El tono de la carta daba a entender que había sido redactada por una mujer carente de cultura y educación, a juzgar por el lamentable lenguaje y la deficiente escritura de la misma. En síntesis pregonaba mi amistad con el difunto, que le había sido referida a la mujer por nuestro común amigo. La señora decíase conocedora no sólo de la buenaventura de David sino de la mía propia, y solicitaba mis servicios, que deberían consistir en devolverle cierto colgante que ella misma le había regalado a David. Me sugería —aunque noté cierto ímpetu taxativo en sus palabras— que no tocase el amuleto con mis propias manos, ya que era muy antiguo y delicado, y que me sirviese de un paño o guante para introducirlo en la caja de madera que a buen seguro encontraría junto al colgante. Aseguró que David moriría en cuanto yo terminase de leer la carta y se citaba conmigo unos días después, en un concurrido acceso del más famoso de los parques locales.

Inmediatamente descolgué el teléfono y llamé a mi amigo. No obtuve respuesta al llamar a su casa así que lo intenté con el teléfono móvil. Mi ansiedad iba in crescendo y al terminar los siete u ocho tonos de llamada, mi corazón latía desbocado. Abandoné mi despacho a toda prisa, con la gabardina en una mano y la carta de la vieja agorera en la otra.
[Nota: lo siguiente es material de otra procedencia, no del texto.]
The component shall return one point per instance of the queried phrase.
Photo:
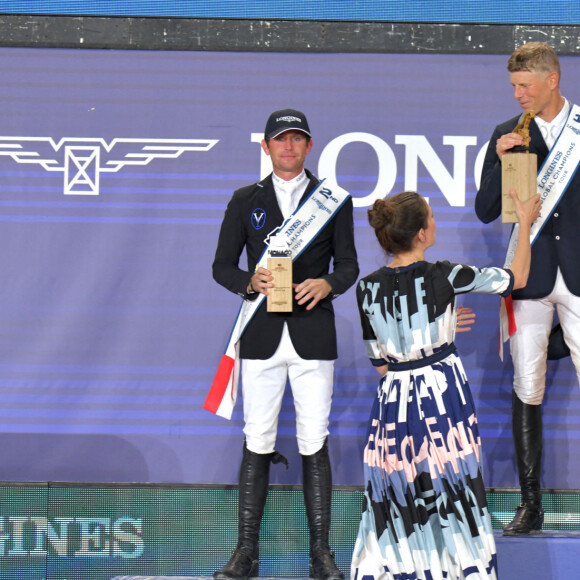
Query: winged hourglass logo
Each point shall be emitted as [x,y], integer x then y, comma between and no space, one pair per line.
[82,160]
Al abrirse las puertas del ascensor mi sorpresa fue mayúscula, pues mi mano derecha sólo sostenía un doblado y amarillento papel en blanco.

EPILOGO

Después del funeral de mi amigo David me las ingenié para acompañar a su viuda a casa, y con un absurdo pretexto, mientras ella me preparaba una taza de té, sustraje del estudio de mi difunto compañero una pequeña caja de madera, que todavía reposa en mis temblorosas manos. He intentado reunir las fuerzas necesarias que me permitan vencer el terror que ahora mismo experimento hacia este pequeño trozo de madera. Llevo dos días sin dormir y hoy por fin me he decidido a abrir la caja.